- Born: 7 April 1901 Morhange, France
- Died: 15 January 1993 (aged 91) Berlin, Germany
- Citizenship: German
- Known for: Turkic studies
- Scientific career
- Fields: Turcology, Sinology, Turkic studies
- Doctoral students: Annemarie Schimmel

= Annemarie von Gabain =

German Turkologist (1901–1993)

Annemarie von Gabain (7 April 1901—15 January 1993) was a German scholar who dealt with Turkic studies, both as a linguist and as an art historian.

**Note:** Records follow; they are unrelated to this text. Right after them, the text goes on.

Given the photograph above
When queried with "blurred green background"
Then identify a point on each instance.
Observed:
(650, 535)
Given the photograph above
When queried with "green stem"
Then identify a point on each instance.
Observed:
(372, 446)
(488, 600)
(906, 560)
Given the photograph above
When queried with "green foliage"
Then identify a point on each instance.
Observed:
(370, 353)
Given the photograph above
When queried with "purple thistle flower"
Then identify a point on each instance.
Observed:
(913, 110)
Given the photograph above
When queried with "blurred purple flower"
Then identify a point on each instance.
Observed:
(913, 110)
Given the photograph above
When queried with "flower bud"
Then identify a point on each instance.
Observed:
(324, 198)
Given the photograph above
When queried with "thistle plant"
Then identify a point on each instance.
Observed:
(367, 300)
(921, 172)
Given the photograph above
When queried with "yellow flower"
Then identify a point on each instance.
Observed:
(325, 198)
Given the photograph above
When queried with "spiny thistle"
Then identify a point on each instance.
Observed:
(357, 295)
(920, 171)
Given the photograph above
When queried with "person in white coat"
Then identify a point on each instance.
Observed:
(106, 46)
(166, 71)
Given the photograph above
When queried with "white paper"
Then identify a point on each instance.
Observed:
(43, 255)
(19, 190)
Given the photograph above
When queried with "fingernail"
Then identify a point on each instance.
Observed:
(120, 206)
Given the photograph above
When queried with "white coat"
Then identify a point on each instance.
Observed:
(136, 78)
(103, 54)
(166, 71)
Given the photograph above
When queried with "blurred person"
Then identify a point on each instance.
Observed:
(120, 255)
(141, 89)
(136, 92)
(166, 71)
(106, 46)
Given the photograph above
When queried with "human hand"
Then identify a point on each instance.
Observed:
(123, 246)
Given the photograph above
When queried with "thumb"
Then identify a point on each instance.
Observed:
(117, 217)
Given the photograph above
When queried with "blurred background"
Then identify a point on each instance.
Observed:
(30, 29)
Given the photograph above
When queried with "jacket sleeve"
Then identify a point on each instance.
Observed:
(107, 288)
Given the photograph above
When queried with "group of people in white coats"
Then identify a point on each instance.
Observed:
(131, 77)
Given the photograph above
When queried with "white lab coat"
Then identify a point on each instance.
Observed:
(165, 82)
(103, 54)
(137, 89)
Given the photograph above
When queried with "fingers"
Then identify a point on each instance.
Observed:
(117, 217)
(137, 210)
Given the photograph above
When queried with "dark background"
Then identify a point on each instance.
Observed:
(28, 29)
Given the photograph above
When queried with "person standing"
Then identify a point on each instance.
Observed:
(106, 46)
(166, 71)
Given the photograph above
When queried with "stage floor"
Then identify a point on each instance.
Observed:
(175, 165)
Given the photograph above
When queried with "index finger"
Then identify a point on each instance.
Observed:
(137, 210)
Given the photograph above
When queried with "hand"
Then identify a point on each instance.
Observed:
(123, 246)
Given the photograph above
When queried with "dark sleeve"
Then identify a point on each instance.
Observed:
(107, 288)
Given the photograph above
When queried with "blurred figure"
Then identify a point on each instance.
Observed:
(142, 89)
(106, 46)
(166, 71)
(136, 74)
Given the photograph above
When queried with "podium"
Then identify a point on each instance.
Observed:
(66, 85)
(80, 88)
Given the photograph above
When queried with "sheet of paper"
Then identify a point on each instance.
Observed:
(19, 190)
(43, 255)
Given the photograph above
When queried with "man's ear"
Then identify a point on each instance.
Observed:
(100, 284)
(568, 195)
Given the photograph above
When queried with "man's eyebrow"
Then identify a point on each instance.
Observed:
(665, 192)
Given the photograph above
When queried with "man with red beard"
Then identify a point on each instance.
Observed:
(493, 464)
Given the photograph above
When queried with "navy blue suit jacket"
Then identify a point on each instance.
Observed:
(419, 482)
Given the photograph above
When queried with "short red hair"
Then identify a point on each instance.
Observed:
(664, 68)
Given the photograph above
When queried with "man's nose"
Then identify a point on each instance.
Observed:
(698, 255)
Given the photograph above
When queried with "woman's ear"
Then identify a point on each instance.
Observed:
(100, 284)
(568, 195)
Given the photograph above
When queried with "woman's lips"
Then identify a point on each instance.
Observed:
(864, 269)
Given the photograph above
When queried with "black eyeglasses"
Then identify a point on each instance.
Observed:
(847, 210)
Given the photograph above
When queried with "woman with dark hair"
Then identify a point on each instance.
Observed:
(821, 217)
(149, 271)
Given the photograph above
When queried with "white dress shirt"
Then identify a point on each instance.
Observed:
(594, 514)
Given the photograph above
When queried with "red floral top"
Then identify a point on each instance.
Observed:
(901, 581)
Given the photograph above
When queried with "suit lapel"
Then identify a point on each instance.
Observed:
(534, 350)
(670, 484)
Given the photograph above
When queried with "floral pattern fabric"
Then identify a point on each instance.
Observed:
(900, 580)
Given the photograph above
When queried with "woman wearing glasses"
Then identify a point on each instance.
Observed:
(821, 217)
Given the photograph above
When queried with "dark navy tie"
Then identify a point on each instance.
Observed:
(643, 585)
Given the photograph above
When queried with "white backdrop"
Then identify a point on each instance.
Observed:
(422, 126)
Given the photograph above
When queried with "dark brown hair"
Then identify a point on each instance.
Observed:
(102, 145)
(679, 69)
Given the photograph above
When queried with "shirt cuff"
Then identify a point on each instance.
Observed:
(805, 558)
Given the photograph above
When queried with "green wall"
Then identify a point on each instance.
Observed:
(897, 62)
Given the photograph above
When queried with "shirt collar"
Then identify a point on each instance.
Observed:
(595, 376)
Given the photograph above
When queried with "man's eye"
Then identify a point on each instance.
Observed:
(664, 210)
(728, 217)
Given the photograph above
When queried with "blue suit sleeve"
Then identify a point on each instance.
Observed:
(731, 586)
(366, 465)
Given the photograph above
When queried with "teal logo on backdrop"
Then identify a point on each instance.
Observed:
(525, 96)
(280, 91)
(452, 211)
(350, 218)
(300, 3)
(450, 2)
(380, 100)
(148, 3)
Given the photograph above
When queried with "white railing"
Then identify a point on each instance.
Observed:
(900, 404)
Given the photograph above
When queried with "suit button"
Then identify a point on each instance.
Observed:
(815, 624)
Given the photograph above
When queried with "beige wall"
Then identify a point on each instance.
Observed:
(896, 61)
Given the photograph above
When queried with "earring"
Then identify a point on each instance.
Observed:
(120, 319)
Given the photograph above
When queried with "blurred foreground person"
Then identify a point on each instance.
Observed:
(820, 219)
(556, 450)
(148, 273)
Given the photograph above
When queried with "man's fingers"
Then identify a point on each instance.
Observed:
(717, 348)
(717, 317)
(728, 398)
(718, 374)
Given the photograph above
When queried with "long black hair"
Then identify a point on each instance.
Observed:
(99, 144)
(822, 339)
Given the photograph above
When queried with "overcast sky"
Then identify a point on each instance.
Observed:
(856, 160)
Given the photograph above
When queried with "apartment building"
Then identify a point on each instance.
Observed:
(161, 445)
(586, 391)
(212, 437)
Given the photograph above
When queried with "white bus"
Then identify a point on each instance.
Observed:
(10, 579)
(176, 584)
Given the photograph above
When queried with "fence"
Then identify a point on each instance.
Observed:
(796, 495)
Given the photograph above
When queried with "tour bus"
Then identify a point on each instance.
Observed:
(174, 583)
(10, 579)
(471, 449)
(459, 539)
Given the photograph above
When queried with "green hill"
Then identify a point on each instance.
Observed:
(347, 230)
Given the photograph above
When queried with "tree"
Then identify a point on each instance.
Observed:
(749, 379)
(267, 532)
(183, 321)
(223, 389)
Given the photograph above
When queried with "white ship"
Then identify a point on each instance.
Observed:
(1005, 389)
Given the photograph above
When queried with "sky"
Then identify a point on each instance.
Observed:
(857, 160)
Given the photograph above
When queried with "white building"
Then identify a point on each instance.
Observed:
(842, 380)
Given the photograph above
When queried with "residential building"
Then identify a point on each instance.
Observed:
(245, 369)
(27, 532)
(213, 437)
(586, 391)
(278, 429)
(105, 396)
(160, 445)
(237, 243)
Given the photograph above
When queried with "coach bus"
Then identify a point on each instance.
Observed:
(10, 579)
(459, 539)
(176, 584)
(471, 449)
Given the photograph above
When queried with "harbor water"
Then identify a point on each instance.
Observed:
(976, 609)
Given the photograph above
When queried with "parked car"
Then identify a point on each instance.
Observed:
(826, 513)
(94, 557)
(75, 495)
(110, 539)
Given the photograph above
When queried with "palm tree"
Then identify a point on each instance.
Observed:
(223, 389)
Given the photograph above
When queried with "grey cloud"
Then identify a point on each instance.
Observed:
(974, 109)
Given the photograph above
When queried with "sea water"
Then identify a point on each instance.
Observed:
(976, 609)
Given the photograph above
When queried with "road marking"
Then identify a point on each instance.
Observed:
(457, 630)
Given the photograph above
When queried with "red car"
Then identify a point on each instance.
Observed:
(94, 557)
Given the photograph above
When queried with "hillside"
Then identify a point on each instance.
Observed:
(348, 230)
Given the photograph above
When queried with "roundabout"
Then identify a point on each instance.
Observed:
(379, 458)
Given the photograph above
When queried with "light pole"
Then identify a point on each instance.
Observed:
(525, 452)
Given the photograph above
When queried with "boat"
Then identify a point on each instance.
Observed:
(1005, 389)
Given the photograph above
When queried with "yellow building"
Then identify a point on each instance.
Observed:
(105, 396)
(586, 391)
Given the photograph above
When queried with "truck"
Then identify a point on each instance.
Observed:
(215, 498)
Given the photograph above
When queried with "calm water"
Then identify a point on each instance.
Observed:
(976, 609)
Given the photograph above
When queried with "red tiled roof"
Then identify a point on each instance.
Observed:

==Early life and education==
Gabain was born in Morhange on 7 April 1901. Her father, Arthur von Gabain, was a general and from Protestant family, Hugenotte. However, her mother raised her as a Catholic. Gabain received primary and secondary education in Mainz and Brandenburg. She went to Berlin for university education. She took courses on mathematics, sciences, Sinology and Turcology. She completed a dissertation in Sinology. Von Gabain then studied Turcology with Johann Wilhelm Bang Kaup who was the founder of the Berlin school of Turkic studies. Later, she began to work on the Old Turkic materials kept at the Academy of Sciences in Berlin.

==Works==
Gabain published many books on Turcology and Central Asia.

- (1973). Das Leben im uigurischen Konigreich von Qoco: (850-1250) (Veroffentlichungen der Societas. Uralo-Altaica), Harrassowitz, ISBN 344701296X.
- (1979). Einfuhrung in die Zentralasienkunde. Wissenschaftliche Buchgesellschaft. ISBN 3534071360.
- (1987). Die Formensprache der uigurischen Malerei (Veroffentlichungen der Societas Uralo-Altaica).ISBN 3447027495.

==Death==
Gabain died on 15 January 1993 in Berlin.